Quelle est la situation politique du Hamas en Cisjordanie et Hébron - Al Khalil?
Je précise à nouveau de ne pas être un journaliste ou un politologue. Ce que je peux vous dire, c’est que le Hamas avait remporté les élections municipales à Hébron en 2005. Le Hamas ne dirige plus actuellement la municipalité mais il bénéficie d’un soutien certain au sein de la population locale. Hébron est une ville traditionnellement assez religieuse et conservatrice dont la population se reconnait en partie dans ce mouvement. La situation particulière provoquée par la présence de 600 colons souvent violents au cœur même de la ville doit aussi y contribuer. Sur place, comme tous les délégués du CICR, il m’est arrivé de rencontrer et de discuter avec des sympathisants et des représentants du Hamas, que ce soit en ville ou dans les centres de détention palestiniens. Il s’agit de contacts tout à fait classiques, comme cela se fait avec tous les autres mouvements politiques ou militaires, puisque le CICR, du fait de son mandat confié par les Conventions de Genève, doit rencontrer toutes les parties au conflit. Le but de ces rencontres est de discuter avec nos interlocuteurs de l’action humanitaire entreprise au profit de la population civile par le CICR, de nouer un dialogue avec eux et de leur rappeler les règles du droit international humanitaire qu’ils sont tenus de respecter. Les délégués du CICR rencontrent également les représentants du Hamas qui administrent la bande de Gaza et cela permet de les sensibiliser au nécessaire respect des règles protégeant la population civile.

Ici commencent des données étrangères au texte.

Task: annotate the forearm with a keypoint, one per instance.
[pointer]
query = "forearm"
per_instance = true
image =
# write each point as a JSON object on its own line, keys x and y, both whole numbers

Dans le cadre de vos relations avec l’armée israélienne, comment décririez-vous l'état d'esprit des troupes?
N’étant pas expert militaire, il m’est donc difficile de répondre avec précision. Au cours de cette mission effectuée avec le CICR, j’avais des contacts quasi-quotidiens (au téléphone) et des réunions de travail (deux à trois fois par mois) avec les militaires israéliens et notamment les représentants de l’administration militaire. Le but de ces rencontres est là aussi de discuter avec nos interlocuteurs de l’action humanitaire entreprise au profit de la population civile par le CICR, de nouer un dialogue avec eux sur des cas précis dont l’armée israélienne a la charge en tant que puissance occupante et de leur rappeler les règles du droit international humanitaire qu’ils sont tenus de respecter. Certains de mes interlocuteurs étaient des appelés qui effectuaient leur service militaire ; d’autres étaient des militaires de carrière. Tous semblaient avoir une bonne connaissance de la situation en Cisjordanie. Ils étaient animés par un souci du professionnalisme et semblaient bien formés ; d’une certaine façon, eux aussi pourraient être décrit comme des « fonctionnaires », tant l’occupation dure depuis longtemps. Certains de ces militaires qualifiaient ainsi leur mission de « routine ». D’autres la ressentaient plus comme un moment désagréable à passer, tout en la considérant comme justifiée au regard de ce qu’ils qualifiaient de « lutte contre la terreur ». La difficulté majeure pour Tsahal en Cisjordanie est sans doute d’agir contre les colons lorsque ceux-ci agressent les Palestiniens ou détruisent leurs biens, comme cela se voit parfois tous les jours dans la ville d’Hébron. Les militaires agissent vite et fort quand les Palestiniens s’en prennent à eux ou aux colons. Dans le cas inverse, l’intervention est rare, lente et souvent inefficace. Cela contribue à créer une culture de l’impunité parmi les colons qui les encouragent à la violence et un sentiment d’écœurement chez les Palestiniens. Les militaires israéliens pensent que leur raison d’être en Cisjordanie est d’y assurer l’ordre en réprimant les Palestiniens qui s’opposent à leur présence.  Or, au sens du droit international, une armée d’occupation a aussi pour mission de protéger la population civile des attaques dont elle est victime, en l’espèce des attaques quasi-quotidiennes des colons.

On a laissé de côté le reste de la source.